You don’t need to be a biblical scholar to realize that the fire and smoke are symbols of divine presence. It is God who passes through the pieces, who says, "Cross my heart and hope to die." God's covenant with Abram is no "I'll be good to you if you do things for me" sort of agreement. God goes all in with Abram. God is committed, period, without reservation or condition.
And Abram discovers this only because he questions, because he doubts, because he wrestles with the issue of whether or not God and God's promises can be trusted.
It is easy to go through life without really engaging such questions. It is easy to keep God far enough to the edges of our lives that such question matter little. But sometimes the questions rear their heads anyway. "Is this really what I'm supposed to do with my life?" "I have the things the culture says I should want, so why do I still feel empty?" "I see so much pain and hurt in the world. Isn't there something we could do?" "What are my money and possessions really for?"
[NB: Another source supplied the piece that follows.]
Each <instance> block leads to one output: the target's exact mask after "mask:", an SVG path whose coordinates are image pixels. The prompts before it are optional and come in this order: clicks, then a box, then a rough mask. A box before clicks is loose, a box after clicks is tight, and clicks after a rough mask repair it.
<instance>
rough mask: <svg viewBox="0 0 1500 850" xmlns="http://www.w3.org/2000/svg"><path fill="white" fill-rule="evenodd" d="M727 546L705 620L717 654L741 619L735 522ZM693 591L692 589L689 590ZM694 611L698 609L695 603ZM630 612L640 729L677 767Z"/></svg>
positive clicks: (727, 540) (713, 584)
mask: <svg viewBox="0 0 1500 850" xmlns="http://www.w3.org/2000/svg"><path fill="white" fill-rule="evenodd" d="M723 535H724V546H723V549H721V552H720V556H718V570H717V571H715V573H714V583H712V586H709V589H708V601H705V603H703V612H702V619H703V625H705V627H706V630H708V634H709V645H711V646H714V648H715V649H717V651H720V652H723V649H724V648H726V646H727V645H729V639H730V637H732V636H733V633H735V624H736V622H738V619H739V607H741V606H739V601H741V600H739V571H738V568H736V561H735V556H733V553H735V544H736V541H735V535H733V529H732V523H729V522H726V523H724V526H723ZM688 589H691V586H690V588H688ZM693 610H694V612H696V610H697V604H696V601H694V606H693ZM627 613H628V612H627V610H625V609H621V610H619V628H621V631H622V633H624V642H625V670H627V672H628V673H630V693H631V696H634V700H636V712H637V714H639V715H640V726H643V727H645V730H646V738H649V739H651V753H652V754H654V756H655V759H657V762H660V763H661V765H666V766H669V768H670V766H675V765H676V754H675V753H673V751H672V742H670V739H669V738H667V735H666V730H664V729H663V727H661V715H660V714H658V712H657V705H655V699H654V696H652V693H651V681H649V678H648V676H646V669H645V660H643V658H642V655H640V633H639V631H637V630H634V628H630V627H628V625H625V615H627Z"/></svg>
In Christ, God answers, speaks and calls and make promises on these questions and more. Speaks of love, for neighbor and for enemy. Speaks of costly self-giving. Speaks of life oriented differently. But are such answers reliable? Are they to be trusted?
The life of faith, the path of spiritual formation, the discovery or our truest and deepest selves, is about wrestling with such questions, and meeting God in the process.